If you’ve had BPPV once, there’s a meaningful chance it comes back. One factor that appears to influence recurrence is vitamin D levels. Research has found that people with serum vitamin D below about 13 ng/mL had a recurrence rate of 70.5%, compared to 22.5% in those with higher levels. That’s a striking difference. If you’ve had repeated bouts of positional vertigo, ask your doctor to check your vitamin D. Supplementation is simple and inexpensive, and maintaining adequate levels may significantly reduce your chances of another episode.

Making Your Home Safer During Recovery

Vertigo creates a real fall risk, particularly during the acute phase when symptoms are most intense. A few practical changes can make a significant difference. Install grab bars near the toilet and on both the inside and outside of your shower or tub. Place nonskid mats or strips on any surface that gets wet. Use night lights in the bathroom and bedroom, and put light switches within reach of your bed so you never have to navigate in the dark.

For stairways, make sure there are handrails on both sides and good lighting at both the top and bottom. Motion-activated plug-in lights can illuminate hallways automatically. Move low furniture like coffee tables out of your walking path, and keep electrical cords against walls. If you need something from a high shelf, use a grabbing tool rather than standing on a chair. These aren’t permanent lifestyle changes for most people, but they’re important safeguards while your balance is unreliable.

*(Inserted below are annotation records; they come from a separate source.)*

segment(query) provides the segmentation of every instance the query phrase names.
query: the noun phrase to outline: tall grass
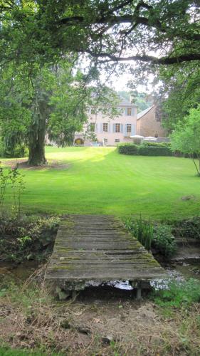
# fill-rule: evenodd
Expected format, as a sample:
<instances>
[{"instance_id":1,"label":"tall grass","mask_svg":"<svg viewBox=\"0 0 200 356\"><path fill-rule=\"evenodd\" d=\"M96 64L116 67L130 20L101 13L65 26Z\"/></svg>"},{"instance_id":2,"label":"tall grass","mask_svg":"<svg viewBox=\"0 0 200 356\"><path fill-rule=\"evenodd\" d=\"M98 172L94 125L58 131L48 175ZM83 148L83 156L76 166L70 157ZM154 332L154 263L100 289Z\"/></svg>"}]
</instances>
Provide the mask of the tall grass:
<instances>
[{"instance_id":1,"label":"tall grass","mask_svg":"<svg viewBox=\"0 0 200 356\"><path fill-rule=\"evenodd\" d=\"M150 250L154 235L154 226L150 222L142 220L140 216L135 221L127 219L125 226L147 250Z\"/></svg>"}]
</instances>

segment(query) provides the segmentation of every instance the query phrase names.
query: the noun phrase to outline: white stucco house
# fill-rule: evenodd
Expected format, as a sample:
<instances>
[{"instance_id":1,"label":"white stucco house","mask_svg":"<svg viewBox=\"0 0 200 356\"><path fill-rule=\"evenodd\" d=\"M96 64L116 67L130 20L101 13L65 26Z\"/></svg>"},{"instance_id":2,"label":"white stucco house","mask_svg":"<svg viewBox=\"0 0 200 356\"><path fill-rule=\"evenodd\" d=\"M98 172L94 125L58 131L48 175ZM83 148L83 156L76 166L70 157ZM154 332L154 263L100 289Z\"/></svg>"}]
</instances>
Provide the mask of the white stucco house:
<instances>
[{"instance_id":1,"label":"white stucco house","mask_svg":"<svg viewBox=\"0 0 200 356\"><path fill-rule=\"evenodd\" d=\"M83 140L85 146L92 145L90 140L85 138L88 130L95 135L98 143L104 146L116 146L119 142L132 142L130 136L136 134L137 105L122 100L117 105L120 114L110 119L95 108L88 110L88 120L82 132L75 135L75 144Z\"/></svg>"}]
</instances>

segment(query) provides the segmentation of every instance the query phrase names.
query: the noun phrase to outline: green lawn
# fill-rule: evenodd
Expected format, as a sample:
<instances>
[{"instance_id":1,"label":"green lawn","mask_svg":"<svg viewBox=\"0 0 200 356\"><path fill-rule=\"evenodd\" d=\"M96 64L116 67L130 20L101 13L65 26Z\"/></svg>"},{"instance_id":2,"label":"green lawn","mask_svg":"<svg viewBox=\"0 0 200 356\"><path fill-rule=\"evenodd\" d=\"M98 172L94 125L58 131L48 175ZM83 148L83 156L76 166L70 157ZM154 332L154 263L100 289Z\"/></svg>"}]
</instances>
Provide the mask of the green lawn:
<instances>
[{"instance_id":1,"label":"green lawn","mask_svg":"<svg viewBox=\"0 0 200 356\"><path fill-rule=\"evenodd\" d=\"M46 157L69 166L23 171L26 211L155 219L199 214L200 178L189 159L126 156L114 147L47 147ZM181 200L187 195L194 199Z\"/></svg>"}]
</instances>

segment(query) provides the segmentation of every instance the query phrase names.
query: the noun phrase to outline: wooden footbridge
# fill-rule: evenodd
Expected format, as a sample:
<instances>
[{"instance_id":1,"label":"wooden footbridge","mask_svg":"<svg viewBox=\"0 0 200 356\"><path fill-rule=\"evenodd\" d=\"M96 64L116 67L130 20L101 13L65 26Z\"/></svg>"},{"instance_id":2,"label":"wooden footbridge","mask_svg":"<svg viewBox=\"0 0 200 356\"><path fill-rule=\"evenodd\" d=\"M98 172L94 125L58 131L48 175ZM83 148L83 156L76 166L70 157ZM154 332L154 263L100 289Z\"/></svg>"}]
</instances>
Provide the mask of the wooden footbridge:
<instances>
[{"instance_id":1,"label":"wooden footbridge","mask_svg":"<svg viewBox=\"0 0 200 356\"><path fill-rule=\"evenodd\" d=\"M79 290L90 281L141 283L166 277L152 255L116 217L69 215L60 222L46 278L63 290Z\"/></svg>"}]
</instances>

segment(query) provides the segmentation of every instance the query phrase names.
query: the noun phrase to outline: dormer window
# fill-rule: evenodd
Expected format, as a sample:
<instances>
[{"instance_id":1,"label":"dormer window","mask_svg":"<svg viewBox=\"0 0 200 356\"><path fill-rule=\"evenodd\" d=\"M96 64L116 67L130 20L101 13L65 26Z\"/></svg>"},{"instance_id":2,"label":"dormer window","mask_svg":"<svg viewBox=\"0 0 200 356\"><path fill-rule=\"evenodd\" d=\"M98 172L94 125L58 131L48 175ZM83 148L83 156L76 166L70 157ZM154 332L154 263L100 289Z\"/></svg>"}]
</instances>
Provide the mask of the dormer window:
<instances>
[{"instance_id":1,"label":"dormer window","mask_svg":"<svg viewBox=\"0 0 200 356\"><path fill-rule=\"evenodd\" d=\"M131 116L131 115L132 115L132 108L127 108L127 116Z\"/></svg>"},{"instance_id":2,"label":"dormer window","mask_svg":"<svg viewBox=\"0 0 200 356\"><path fill-rule=\"evenodd\" d=\"M92 115L96 115L97 113L97 109L94 108L92 108L91 109L91 114Z\"/></svg>"}]
</instances>

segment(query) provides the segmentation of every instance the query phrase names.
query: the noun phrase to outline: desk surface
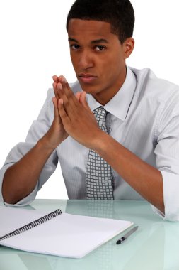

When Vertigo Signals Something Serious

Most vertigo is benign, but isolated vertigo is also the most common warning symptom before a stroke in the back of the brain. Fewer than 20% of stroke patients presenting with acute vertigo have obvious neurological signs like facial drooping or arm weakness. Standard stroke scoring tools can miss these cases entirely.

The red flags to watch for include: sudden severe headache or neck pain alongside vertigo, new hearing loss or ringing in one ear, double vision, difficulty speaking or slurring words, trouble swallowing, or numbness on one side of the body. If your vertigo came on suddenly, is constant rather than triggered by position changes, and won’t let up after several hours, that warrants urgent evaluation. This is especially true if you have vascular risk factors like high blood pressure, diabetes, or a history of smoking. Emergency departments can perform specialized eye movement tests that are more accurate than early MRI for distinguishing a stroke from an inner ear problem.